Europe’s most glam holiday destinations is French Riviera: The Cote d’Azur

by - October 29, 2017

CHARACTER: The quaint village of Menton
Bathed in unique light, the sea lapping this 160km stretch of pristine French coast is so blue it appears to be competing with the sky.

And with five-star hotels, a sophisticated beach scene and glitzy nightlife, its elegant resorts make the ideal retreat for artists, actors and the achingly rich.

This summer it became the sun-drenched backdrop for Riviera, Sky Atlantic’s mesmerising ten-part thriller. Starring Julia Stiles and Adrian Lester, the drama tells the story of the excesses of this playground of the wealthy, putting the loaded Clios family at the centre of a gritty tale of money laundering, murder and deception.

The beautifully shot series ensured that the cash that is flashed around the stylish shores of St Tropez, Cannes, Antibes, Nice and Monaco practically drips off the screen.
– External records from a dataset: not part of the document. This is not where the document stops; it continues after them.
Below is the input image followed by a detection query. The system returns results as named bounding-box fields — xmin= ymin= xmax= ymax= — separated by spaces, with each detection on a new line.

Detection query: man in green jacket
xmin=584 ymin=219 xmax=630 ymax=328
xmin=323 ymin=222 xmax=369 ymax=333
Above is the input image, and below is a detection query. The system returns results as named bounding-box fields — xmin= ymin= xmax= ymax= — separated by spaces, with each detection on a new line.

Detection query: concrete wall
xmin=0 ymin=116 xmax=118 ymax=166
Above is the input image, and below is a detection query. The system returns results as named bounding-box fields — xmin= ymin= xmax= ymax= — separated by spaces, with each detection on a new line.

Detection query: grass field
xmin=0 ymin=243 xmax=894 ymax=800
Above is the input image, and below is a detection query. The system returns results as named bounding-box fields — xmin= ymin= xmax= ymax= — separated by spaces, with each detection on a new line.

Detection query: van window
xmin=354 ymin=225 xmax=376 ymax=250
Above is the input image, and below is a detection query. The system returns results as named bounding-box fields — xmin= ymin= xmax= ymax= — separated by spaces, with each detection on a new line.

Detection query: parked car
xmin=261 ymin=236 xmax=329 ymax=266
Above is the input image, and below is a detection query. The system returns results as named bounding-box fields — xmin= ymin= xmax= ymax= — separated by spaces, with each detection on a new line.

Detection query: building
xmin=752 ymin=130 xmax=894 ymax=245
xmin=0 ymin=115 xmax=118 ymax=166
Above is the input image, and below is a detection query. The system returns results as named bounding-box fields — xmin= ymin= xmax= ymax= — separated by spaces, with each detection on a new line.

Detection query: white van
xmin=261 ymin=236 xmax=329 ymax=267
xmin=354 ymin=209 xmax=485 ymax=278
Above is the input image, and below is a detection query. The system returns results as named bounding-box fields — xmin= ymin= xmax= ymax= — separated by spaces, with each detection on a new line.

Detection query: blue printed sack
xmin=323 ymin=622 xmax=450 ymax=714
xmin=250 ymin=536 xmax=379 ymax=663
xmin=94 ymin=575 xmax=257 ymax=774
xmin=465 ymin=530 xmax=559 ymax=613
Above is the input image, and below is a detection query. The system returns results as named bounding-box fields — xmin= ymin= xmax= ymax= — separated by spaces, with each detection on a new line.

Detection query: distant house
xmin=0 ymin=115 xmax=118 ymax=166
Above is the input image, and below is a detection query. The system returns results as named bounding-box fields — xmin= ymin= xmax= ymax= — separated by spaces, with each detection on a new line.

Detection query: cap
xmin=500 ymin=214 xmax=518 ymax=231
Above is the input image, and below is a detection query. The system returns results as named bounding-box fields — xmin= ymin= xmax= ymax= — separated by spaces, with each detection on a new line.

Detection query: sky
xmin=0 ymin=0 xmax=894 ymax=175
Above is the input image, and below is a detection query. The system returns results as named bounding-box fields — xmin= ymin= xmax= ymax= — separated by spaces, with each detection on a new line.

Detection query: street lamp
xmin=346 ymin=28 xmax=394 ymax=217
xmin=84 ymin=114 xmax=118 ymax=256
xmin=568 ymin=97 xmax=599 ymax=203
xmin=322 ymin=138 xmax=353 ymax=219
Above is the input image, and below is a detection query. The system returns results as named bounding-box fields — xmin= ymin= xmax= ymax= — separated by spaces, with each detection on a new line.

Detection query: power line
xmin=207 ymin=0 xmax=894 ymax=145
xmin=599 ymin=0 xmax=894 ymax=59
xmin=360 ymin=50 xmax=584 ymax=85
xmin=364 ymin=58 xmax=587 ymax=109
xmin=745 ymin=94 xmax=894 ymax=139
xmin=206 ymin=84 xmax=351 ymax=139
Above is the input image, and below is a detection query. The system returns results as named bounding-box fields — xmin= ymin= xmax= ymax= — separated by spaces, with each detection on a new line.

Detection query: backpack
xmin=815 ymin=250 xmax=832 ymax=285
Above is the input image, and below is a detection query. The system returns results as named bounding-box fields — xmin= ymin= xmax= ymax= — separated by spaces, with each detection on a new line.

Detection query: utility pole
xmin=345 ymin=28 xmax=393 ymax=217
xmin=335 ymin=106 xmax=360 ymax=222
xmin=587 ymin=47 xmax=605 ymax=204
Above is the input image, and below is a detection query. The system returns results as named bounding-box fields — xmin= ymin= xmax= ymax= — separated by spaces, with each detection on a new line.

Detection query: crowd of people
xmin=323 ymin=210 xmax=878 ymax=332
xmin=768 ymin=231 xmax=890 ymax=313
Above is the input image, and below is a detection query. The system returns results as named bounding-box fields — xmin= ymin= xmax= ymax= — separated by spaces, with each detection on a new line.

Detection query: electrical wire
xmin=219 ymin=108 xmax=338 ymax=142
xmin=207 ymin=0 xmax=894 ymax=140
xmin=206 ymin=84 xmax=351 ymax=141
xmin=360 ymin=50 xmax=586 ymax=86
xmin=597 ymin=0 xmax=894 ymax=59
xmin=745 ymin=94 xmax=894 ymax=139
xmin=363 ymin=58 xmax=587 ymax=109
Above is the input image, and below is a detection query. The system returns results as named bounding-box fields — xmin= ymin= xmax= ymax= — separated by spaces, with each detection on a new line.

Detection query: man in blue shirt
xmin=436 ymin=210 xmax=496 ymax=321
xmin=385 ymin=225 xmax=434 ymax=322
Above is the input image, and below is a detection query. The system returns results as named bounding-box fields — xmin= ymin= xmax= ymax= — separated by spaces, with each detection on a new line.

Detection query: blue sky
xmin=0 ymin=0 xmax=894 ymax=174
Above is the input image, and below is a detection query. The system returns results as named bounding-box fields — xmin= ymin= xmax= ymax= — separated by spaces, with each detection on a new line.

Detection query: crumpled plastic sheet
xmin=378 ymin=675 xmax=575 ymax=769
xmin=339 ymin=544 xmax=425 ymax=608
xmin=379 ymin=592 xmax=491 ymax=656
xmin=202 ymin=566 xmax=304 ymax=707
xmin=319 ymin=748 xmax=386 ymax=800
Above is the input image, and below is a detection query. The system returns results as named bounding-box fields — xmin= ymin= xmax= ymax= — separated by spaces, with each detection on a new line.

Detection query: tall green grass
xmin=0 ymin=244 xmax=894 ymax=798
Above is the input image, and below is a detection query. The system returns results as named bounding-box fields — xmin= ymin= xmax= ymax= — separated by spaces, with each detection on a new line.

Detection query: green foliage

And on first arriving in Nice, where most of the action takes place, it was obvious that the show did not exaggerate.

SHOPPING: Fruit and vegetable market in Cours Saleya, Nice
The beach promenade is spotless, the designer shops are everywhere and the clientele breezing in and out of swanky hotels look like the expensively dressed extras in the show.

Queen Victoria, the original Nice tourist, put it on the map as the ideal retreat to escape cold British winters.

In fact, the monarch loved it so much she commented on her death bed: “Oh, if only I were at Nice, I should recover.”

I begin with a stroll on the car-free Promenade du Paillon, which splits the old town from the new and features play parks, seating areas and water fountains.
MAJESTIC: Pristine French coast offers sparkling blue seas
The paths take the shape of the river which has now been filled in after it kept flooding the bus terminal that ran alongside.

Re-opened in 2013, it’s now an oasis of green open space. My walk takes me to the Place Massena, which is dominated by an impressive statue of the Greek god Apollo – an artwork with a chequered past.

The original statue put up in the 50s was moved in 1979 to a less conspicuous spot in north Nice as he was deemed too well-endowed. But 15 years later, when they put in the tramway, Apollo was returned to his base, albeit with a more family-friendly silhouette.

Between the squares of Massena and Garibaldi, I sample my first Corsican and Nice specialties at Gaglio, a beautiful Parisian-style brasserie.

OLD TOWN: Nice’s famous street market
I recommend the melt-in-yourmouth gnocchi, accompanied by a crisp French rosé wine – the drink of choice in these parts. My tour of the Nice seen in Riviera continues with a stroll along the seafront on Promenade des Anglais to Baie des Anges.

I then make the long climb up Castle Hill which, until the Middle Ages when the Old Town became the centre of Nice, was the heart of the city.

LUXURY: The Harbour in St. Tropez
Now a place of solitude and shade, each level has sweeping views of the city. I spend the next morning browsing Nice’s famous street market, on the Cours Saleya, which sells flowers, fruit, vegetables and handmade organic soaps.

I sample the street food socca – a chickpea and olive oil pancake, sprinkled with pepper, along with an onion tart called pissaladiere, a pizza–type dough topped with caramelised onions and olives.

The market is in Vieux Nice, or the Old Town, one of the liveliest areas in the city.

Dating back to the 1700s, colourful apartments with wooden shutters line the warren of narrow streets.

Riviera is also shot in Antibes, south west of Nice, and the drive along the mountain roads which hug the coastline gives another tantalising taste of the life of the super-rich.

On the Cap de Antibes, mansions sell for £50-60million and billionaire Chelsea owner Roman Abramovich owns four.

The Hotel Belles Rives, which sits in a charming cove on the Cap, was converted from a villa into an elegant hotel in 1929 by Boma Estène and is now run by his grand-daughter Marianne and her son Antoine.

The stunning lobby and terrace feature in Riviera and its elegant cocktail and champagne menu provides the perfect excuse to sit and take in the setting, while raising a glass to former guests including F. Scott Fitzgerald.

The hotel also hosts music events on the beach. And if you stay long enough you could take a waterskiing lesson with the charismatic Marco who’s been part of the hotel family since the Eighties.

If you can’t stretch to more than a cocktail at the Belles Rives, accommodation back in Nice is more affordable and I opt for jazz-inspired Hotel Ellington, a comfortable and friendly abode ten minutes from the beach.

I spend my final day touring the Corniche Roads, three famous mountainside driving routes with breathtaking views from Nice to Menton, a relatively sleepy town.

I hike up zig-zag steps, through jumbled alleyways and past the baroque church with its landmark bell tower.

From the top I savour the tantalising curves of this gilt-edged coastline and am again dazzled by the exceptional blue of the glittering Med.